« Poutine serait ravi qu’un autre leader populiste, Marine Le Pen, l’emporte en France » selon Dominique Moïsi

Mikhail Klimentyev/SIPA

Dominique Moïsi, géopolitologue, conseiller spécial à l’Institut Montaigne, était l’invité de la matinale de Radio Classique. Alors que les occidentaux sont choqués par les images d’un massacre de civils dans la ville ukrainienne de Boutcha, attribué à la Russie, il livre son analyse de la situation. Pour lui « ces images poussent à un cessez-le-feu plus rapide ».

L’armée russe recrute des mercenaires syriens pour faire « le sale boulot »

Nous avons tous vu ces images de cadavres dans les rues de de Boutcha à quelques kilomètres de Kiev. Est-ce que ces crimes de guerre – expression reprise d’ailleurs par plusieurs dirigeants occidentaux – peuvent être un tournant dans ce conflit ? Quel peut être l’impact de ces massacres ?

Nous sommes tous sous le coup de l’émotion, mais il faut parler pour l’instant de présomption de crimes de guerre. Toutefois, il est clair que ce n’est pas un incident isolé. Dans le cas des massacres de Boutcha, qui suivent ceux de Kharkiv et ceux de Marioupol, il s’agit de montrer aux Ukrainiens qu’ils n’ont pas intérêt à résister car les conséquences seront terribles pour eux.

Vous pensez que le Kremlin était au courant et à la manœuvre pour faire pression et terroriser la population civile ? 

Oui, je le pense d’autant plus que le pouvoir russe est conscient peut-être des réticences de ses soldats, puisqu’il est en train de recruter des soldats syriens. On a vu ces articles dans la presse, « mercenaires syriens recherchés, bon salaire, 6 000 dollars par mois » . Il s’agit de faire un sale boulot et il est très difficile d’envisager que ce ne soit pas décidé par Moscou même.

Une enquête aura lieu sur ces potentiels crimes de guerre. Est-ce que cela va prendre des années ? 
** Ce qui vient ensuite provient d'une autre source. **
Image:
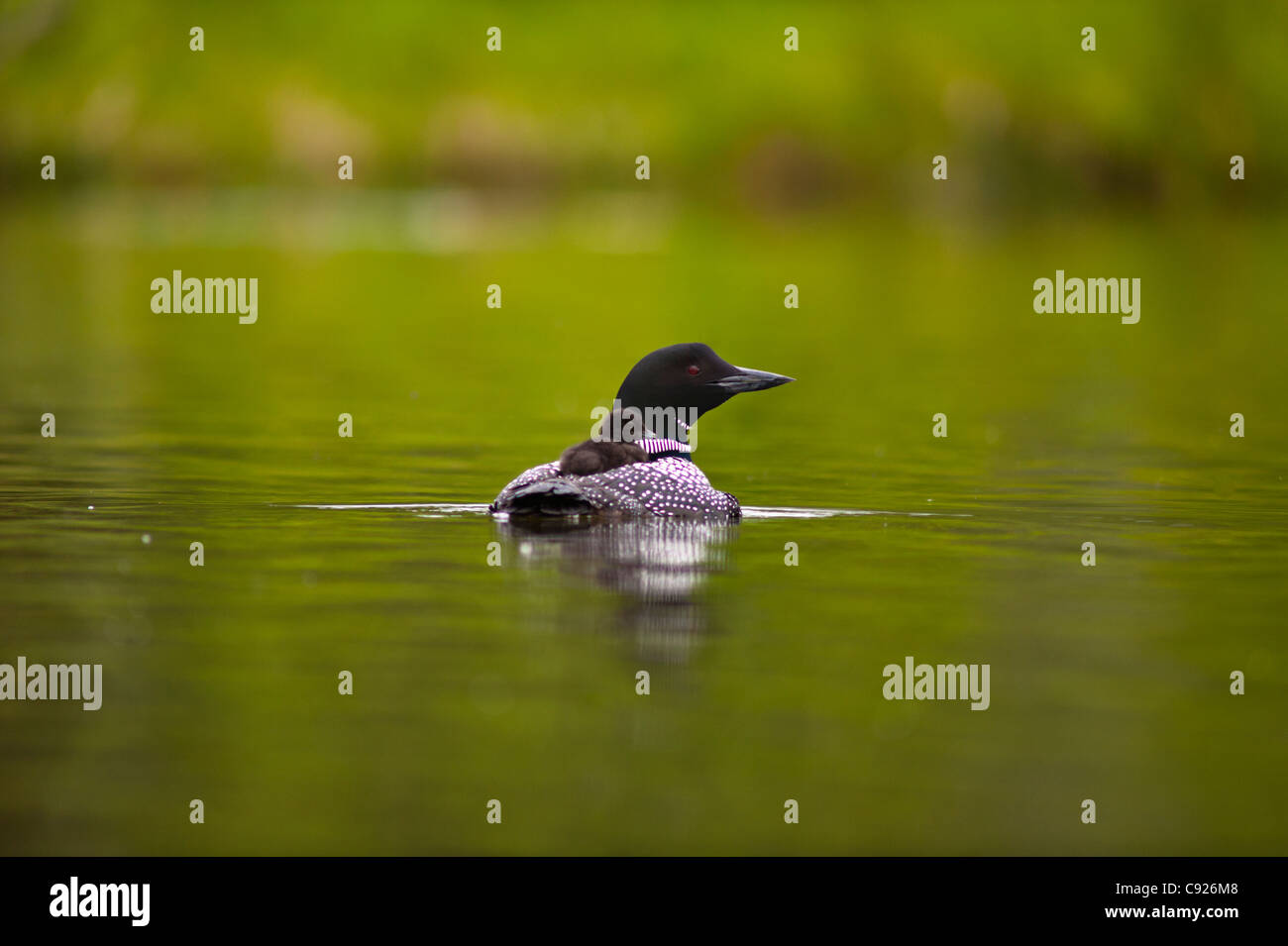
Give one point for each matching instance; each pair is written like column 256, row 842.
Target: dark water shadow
column 656, row 569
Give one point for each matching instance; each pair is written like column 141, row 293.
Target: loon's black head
column 686, row 381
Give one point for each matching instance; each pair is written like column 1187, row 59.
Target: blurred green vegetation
column 1030, row 123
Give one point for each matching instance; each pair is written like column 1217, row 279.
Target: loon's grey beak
column 751, row 379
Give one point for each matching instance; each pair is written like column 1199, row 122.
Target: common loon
column 639, row 463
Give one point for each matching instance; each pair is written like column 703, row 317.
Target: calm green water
column 516, row 683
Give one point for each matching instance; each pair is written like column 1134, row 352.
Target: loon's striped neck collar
column 657, row 448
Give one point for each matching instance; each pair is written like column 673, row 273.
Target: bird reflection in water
column 657, row 569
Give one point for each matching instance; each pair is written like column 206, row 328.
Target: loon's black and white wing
column 665, row 486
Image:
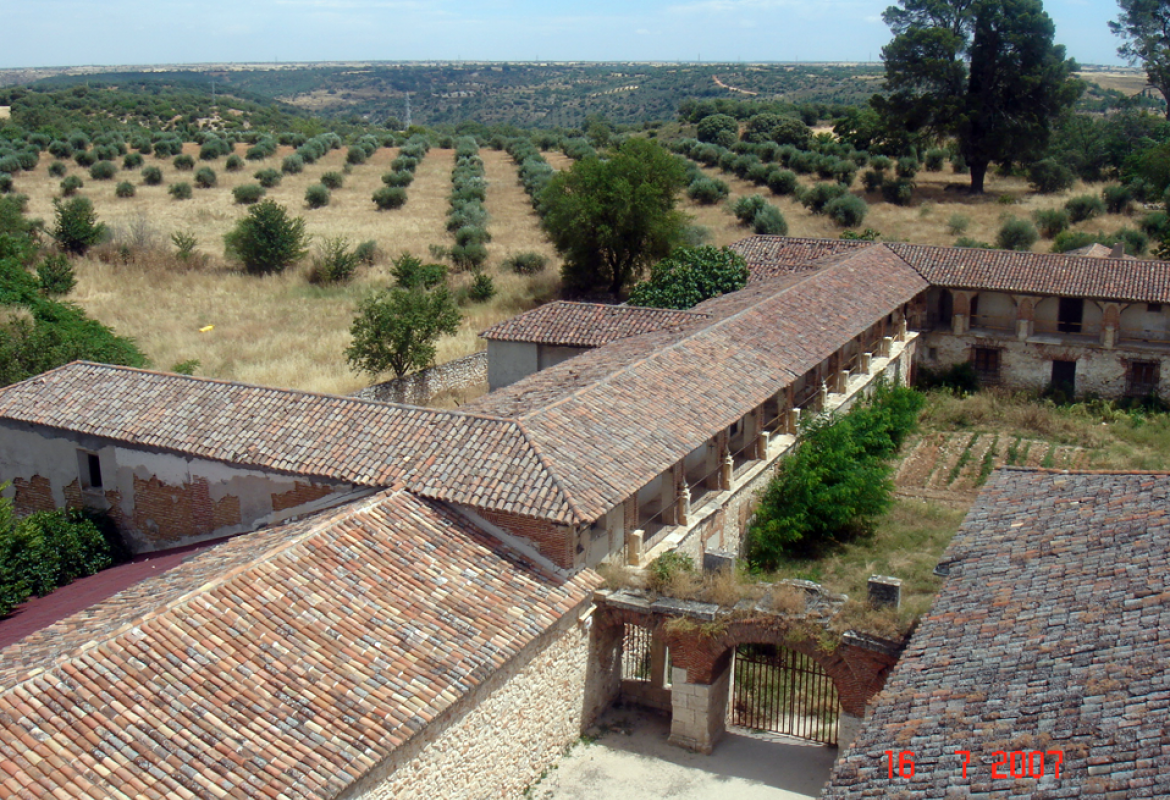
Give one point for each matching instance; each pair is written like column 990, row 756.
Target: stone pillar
column 847, row 728
column 699, row 711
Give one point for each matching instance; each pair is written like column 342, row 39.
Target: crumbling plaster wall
column 159, row 500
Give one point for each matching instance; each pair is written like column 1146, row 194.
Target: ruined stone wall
column 1027, row 365
column 419, row 387
column 158, row 500
column 499, row 739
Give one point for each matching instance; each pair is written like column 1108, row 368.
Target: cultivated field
column 281, row 331
column 926, row 221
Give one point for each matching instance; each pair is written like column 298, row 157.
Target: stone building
column 399, row 576
column 1040, row 669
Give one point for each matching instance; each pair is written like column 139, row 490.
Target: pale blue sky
column 55, row 33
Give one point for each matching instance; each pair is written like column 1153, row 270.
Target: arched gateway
column 678, row 656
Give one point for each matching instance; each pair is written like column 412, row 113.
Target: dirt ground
column 633, row 760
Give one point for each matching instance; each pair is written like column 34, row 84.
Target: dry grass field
column 926, row 221
column 280, row 330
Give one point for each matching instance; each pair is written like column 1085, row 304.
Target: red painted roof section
column 586, row 324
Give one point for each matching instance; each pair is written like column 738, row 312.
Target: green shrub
column 293, row 165
column 390, row 197
column 747, row 207
column 899, row 192
column 1072, row 240
column 316, row 195
column 103, row 171
column 935, row 158
column 248, row 193
column 1117, row 199
column 1051, row 221
column 367, row 253
column 55, row 276
column 907, row 167
column 525, row 263
column 663, row 569
column 707, row 191
column 268, row 178
column 782, row 181
column 835, row 484
column 399, row 178
column 847, row 211
column 1084, row 207
column 267, row 240
column 334, row 262
column 205, row 178
column 1048, row 176
column 482, row 288
column 820, row 195
column 769, row 221
column 1017, row 234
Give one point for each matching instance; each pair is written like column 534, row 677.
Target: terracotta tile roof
column 612, row 419
column 1052, row 633
column 1040, row 274
column 586, row 324
column 969, row 268
column 286, row 663
column 771, row 256
column 446, row 455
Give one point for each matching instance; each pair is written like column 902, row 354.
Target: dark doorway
column 1068, row 317
column 784, row 691
column 1064, row 378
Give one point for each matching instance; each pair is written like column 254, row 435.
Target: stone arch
column 858, row 671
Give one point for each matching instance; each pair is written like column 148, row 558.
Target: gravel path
column 632, row 760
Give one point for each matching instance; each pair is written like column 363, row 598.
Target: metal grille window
column 635, row 653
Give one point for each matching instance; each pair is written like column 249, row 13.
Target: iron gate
column 784, row 691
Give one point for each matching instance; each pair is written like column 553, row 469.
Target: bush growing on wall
column 837, row 482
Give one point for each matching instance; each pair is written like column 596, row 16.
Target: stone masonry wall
column 419, row 387
column 499, row 739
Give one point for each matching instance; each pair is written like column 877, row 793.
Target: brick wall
column 419, row 387
column 556, row 543
column 33, row 495
column 497, row 740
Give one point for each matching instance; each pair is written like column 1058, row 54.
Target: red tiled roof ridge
column 242, row 385
column 315, row 523
column 690, row 335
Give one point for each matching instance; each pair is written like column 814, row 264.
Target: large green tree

Pas nécessairement parce que les preuves existent et elles sont facilement exploitables. On sait quand ces Ukrainiens dont les corps gisent dans les rues de Boutcha ont été tués. Est-ce qu’il y avait des soldats ukrainiens à ce moment dans la ville, où est-ce qu’il n’y avait que des soldats russes qui exprimaient leur frustration devant la résistance de l’armée ukrainienne ou leur volonté délibérée de terroriser, d’affamer des civils ?

A lire aussi

 

Dominique Moïsi : « Ceux qui ont organisé ces massacres ne sont plus des négociateurs comme les autres »

Est-ce que ces massacres peuvent avoir un impact sur le rôle de la Chine dans ce conflit ? 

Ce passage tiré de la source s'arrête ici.